I'm pretty sure Xeon Phi got killed off by regular CPUs and GPGPU can't run standard C++ code either.
Not true. Phi was killed by:
1). Intel's failed 10nm process leading to the cancellation of Knight's Mill (which is being replaced by Xe)
2). NV's HPC-oriented dGPUs
Also if you thought you could just "run standard C++ code" on earlier Phi products . . . it wasn't quite that simple. Knight's Landing was I think the first (and last) Phi product that made coding for it about as easy as writing code for any old Xeon. Assuming you could hand-tune AVX-512 but whatever. In any case, Phi competed directly against other HPC hardware, which at the time was (and still is) dGPUs. There is no "general purpose" CPU, x86 or otherwise, that pushed Phi out of its niche.
Xeon phi did not win all that much compared to regular CPUs
See Tianhe-2. You must concede that Phi products could produce greater throughput/watt in appropriate workloads than any of Intel's standard Xeon products of the same generation. Phi was eventually replaced by Cascade Lake-AP, and you ought to know how popular THAT was.
since there was kernel launch overhead
I thought that was eliminated by Knights Landing?
They were better off just implementing AVX-512 straight into the CPUs.
Intel had every intention of continuing Phi with Knights Mill despite implementing AVX-512 in standard Xeons as far back as Skylake-SP.
Now you're just making things up.
GPU compute platforms have existed ever since CUDA created so adding crappy CPUs to it won't make their entire stack more compelling than it already is ...
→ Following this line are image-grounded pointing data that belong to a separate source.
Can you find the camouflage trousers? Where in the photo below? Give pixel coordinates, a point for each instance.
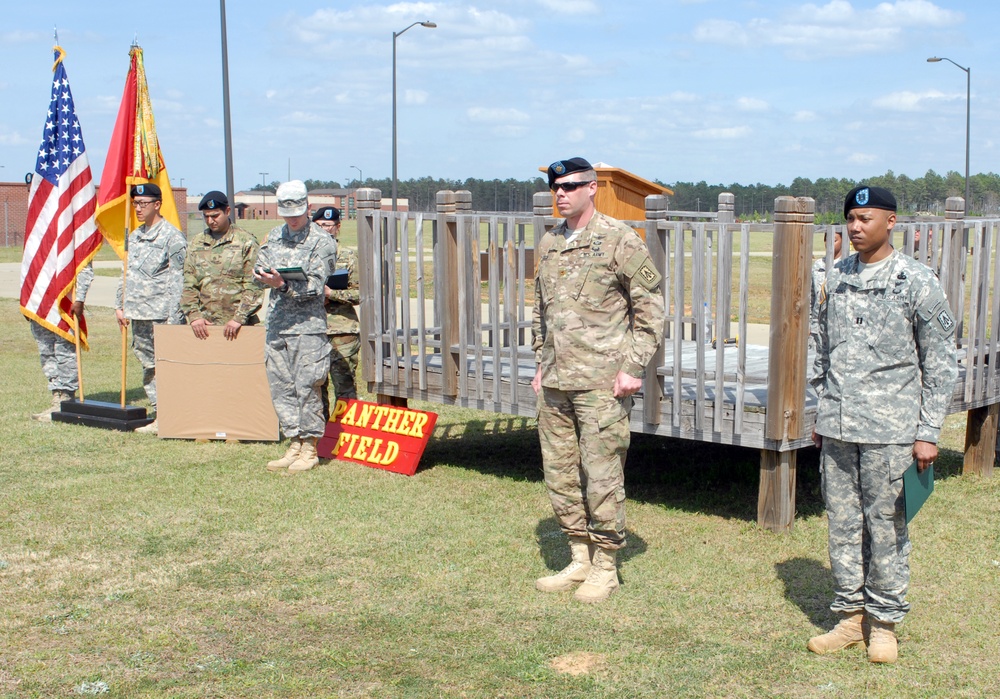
(343, 367)
(584, 437)
(297, 366)
(58, 357)
(142, 348)
(869, 544)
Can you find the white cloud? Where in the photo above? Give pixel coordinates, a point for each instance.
(812, 30)
(722, 133)
(752, 104)
(906, 101)
(496, 115)
(572, 7)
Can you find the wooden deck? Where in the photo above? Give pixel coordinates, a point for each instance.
(446, 306)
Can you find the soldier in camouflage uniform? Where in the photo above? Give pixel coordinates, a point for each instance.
(884, 372)
(218, 273)
(342, 325)
(598, 319)
(58, 355)
(150, 293)
(297, 356)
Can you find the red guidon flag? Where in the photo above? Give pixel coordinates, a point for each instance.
(134, 157)
(60, 237)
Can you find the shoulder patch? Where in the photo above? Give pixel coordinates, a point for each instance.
(945, 320)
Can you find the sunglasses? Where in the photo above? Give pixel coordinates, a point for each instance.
(569, 186)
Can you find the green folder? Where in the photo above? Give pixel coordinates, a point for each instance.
(917, 487)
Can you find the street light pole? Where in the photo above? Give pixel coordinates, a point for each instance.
(263, 195)
(429, 25)
(968, 112)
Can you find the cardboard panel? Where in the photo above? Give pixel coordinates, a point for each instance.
(214, 388)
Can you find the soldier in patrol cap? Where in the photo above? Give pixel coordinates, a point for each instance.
(218, 273)
(884, 373)
(150, 293)
(297, 355)
(597, 320)
(342, 325)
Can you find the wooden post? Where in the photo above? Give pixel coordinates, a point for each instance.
(368, 202)
(981, 440)
(446, 291)
(652, 387)
(786, 390)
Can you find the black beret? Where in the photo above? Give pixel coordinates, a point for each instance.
(327, 213)
(564, 167)
(865, 197)
(213, 200)
(146, 190)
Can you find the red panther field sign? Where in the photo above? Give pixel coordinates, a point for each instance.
(380, 436)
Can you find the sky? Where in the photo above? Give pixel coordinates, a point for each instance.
(673, 90)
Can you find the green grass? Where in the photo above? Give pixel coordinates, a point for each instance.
(166, 568)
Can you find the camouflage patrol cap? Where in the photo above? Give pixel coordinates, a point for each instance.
(565, 167)
(326, 213)
(865, 197)
(292, 198)
(147, 189)
(213, 200)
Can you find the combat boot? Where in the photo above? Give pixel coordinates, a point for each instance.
(575, 573)
(882, 645)
(58, 397)
(848, 632)
(294, 447)
(307, 457)
(602, 580)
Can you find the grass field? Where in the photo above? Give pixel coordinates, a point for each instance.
(137, 567)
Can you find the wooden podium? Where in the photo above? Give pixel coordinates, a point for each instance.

Simply not true. NVidia has always relied on someone else to supply CPUs and chipsets to host their devices, even when they were able to supply proprietary interconnects for their high-end stuff. There is the very real threat that Intel and AMD will simply kick them off their systems altogether. Drafting their own platform design with their own CPUs and chipsets offers a safe haven to their precious GPGPU business.
Also Xilinx is working to integrate the FPGA compute infra within ROCm. Xilinx FPGAs uses CCIX for coherence
Pretty sure this didn't happen until after AMD bought them?